The null hypothesis of the first two tests is that the single factor does not have an effect on the response variable of city gas mileage.
#Analysis of Variance for Factor "cyl"
cylmodel=aov(cty~cyl, data=datasub)
anova(cylmodel)
## Analysis of Variance Table
##
## Response: cty
## Df Sum Sq Mean Sq F value Pr(>F)
## cyl 8 390755 48844 5574 <2e-16 ***
## Residuals 32101 281291 9
## ---
## Signif. codes: 0 '***' 0.001 '**' 0.01 '*' 0.05 '.' 0.1 ' ' 1
#Analysis of Variance for Factor "fuel"
fuelmodel=aov(cty~fuel, data=datasub)
anova(fuelmodel)
## Analysis of Variance Table
##
## Response: cty
## Df Sum Sq Mean Sq F value Pr(>F)
## fuel 2 18986 9493 467 <2e-16 ***
## Residuals 32110 653099 20
## ---
## Signif. codes: 0 '***' 0.001 '**' 0.01 '*' 0.05 '.' 0.1 ' ' 1
#Analysis of Variance for Both Factors "cyl" and "fuel"
cylfuelmodel=aov(cty~cyl*fuel, data=datasub)
anova(cylfuelmodel)
## Analysis of Variance Table
##
## Response: cty
## Df Sum Sq Mean Sq F value Pr(>F)
## cyl 8 390755 48844 6229 <2e-16 ***
## fuel 2 19485 9743 1243 <2e-16 ***
## cyl:fuel 11 10202 927 118 <2e-16 ***
## Residuals 32088 251604 8
## ---
## Signif. codes: 0 '***' 0.001 '**' 0.01 '*' 0.05 '.' 0.1 ' ' 1
For each of our tests we found resulting p-values of 2.2e-16. The p-value represents the probability that we can get the F value using the null hypothesis. Since our probability is extremely close to 0 we can assume that each factor demonstrates an effect on the response variable. We are lead to reject the null hypothesis.

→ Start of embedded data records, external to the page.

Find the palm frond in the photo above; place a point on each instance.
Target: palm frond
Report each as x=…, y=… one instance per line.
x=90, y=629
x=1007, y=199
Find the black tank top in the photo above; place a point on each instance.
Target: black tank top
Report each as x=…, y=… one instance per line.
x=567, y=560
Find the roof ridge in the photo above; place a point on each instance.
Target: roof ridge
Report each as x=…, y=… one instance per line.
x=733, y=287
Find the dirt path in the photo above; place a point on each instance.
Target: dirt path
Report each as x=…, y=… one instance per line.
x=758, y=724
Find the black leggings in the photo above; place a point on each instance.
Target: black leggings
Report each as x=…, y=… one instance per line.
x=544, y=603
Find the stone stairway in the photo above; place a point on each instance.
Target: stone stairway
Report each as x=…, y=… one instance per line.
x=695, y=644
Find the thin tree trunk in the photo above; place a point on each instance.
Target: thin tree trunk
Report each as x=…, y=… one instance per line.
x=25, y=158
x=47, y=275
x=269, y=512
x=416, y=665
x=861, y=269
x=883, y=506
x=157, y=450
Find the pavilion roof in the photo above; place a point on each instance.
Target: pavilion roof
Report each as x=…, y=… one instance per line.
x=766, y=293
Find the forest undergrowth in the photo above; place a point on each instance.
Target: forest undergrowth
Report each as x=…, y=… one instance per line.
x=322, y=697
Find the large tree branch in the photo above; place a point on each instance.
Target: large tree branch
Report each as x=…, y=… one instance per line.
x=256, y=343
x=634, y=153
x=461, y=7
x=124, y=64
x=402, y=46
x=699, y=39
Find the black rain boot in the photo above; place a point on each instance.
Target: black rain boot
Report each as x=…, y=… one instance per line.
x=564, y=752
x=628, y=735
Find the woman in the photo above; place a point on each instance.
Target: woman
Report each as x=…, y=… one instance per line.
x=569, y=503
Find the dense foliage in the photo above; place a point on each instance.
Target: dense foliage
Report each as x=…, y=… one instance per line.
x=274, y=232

Next we graph Q-Q plots to check our data in our model for normality. If the data is not normal the results of the analysis may not be valid.
#QQ plots for residuals of cylinder only model
qqnorm(residuals(cylmodel))
qqline(residuals(cylmodel))
#QQ plots for residuals of fuel only model
qqnorm(residuals(fuelmodel))
qqline(residuals(fuelmodel))
#QQ plots for residuals of combination fuel and cylinder model
qqnorm(residuals(cylfuelmodel))
qqline(residuals(cylfuelmodel))
We also use an interaction plot to visualize the interaction of the factors on the response variable. We can see somewhat parrallelism which implies there is no interaction effect however we also see a few instances of intersection leading us to belive there may be an interaction effect.
# Interaction Plot of factors
interaction.plot(datasub$cyl,datasub$fuel,datasub$cty)
Lastly we plot a fitted model against the residuals. We do not see a very large degree of variation among the plot.
#Plot of Fitted vs Residuals of combination cylinder and fuel type model
plot(fitted(cylfuelmodel), residuals(cylfuelmodel))
Overrall the results of our model lead us to believe our model is not adequate and does not explain the effect of the number of cylinders and fuel types on the variance in city gas mileage.
No literature was used
Data can be found at https://github.com/hadley/fueleconomy
It is possible that the conclusions of our analysis are the results of chance. One concern is that the data for each car was collected only once. We don’t know the condition of the tests and it is possible that the conditions of each test may have resulted in better or worse outputs for city gas mileage. There are other factors involved as well. Two vehicles could have the exact same engine set up yet it is possible that they have different weights therefore effecting their mileage output.
It may be better to use a blocking factor to address some of these contingencies. By blocking the data by vehicle type (van, compact car, truck) we may be able to lower the variation in unknown factors such as weight and drag.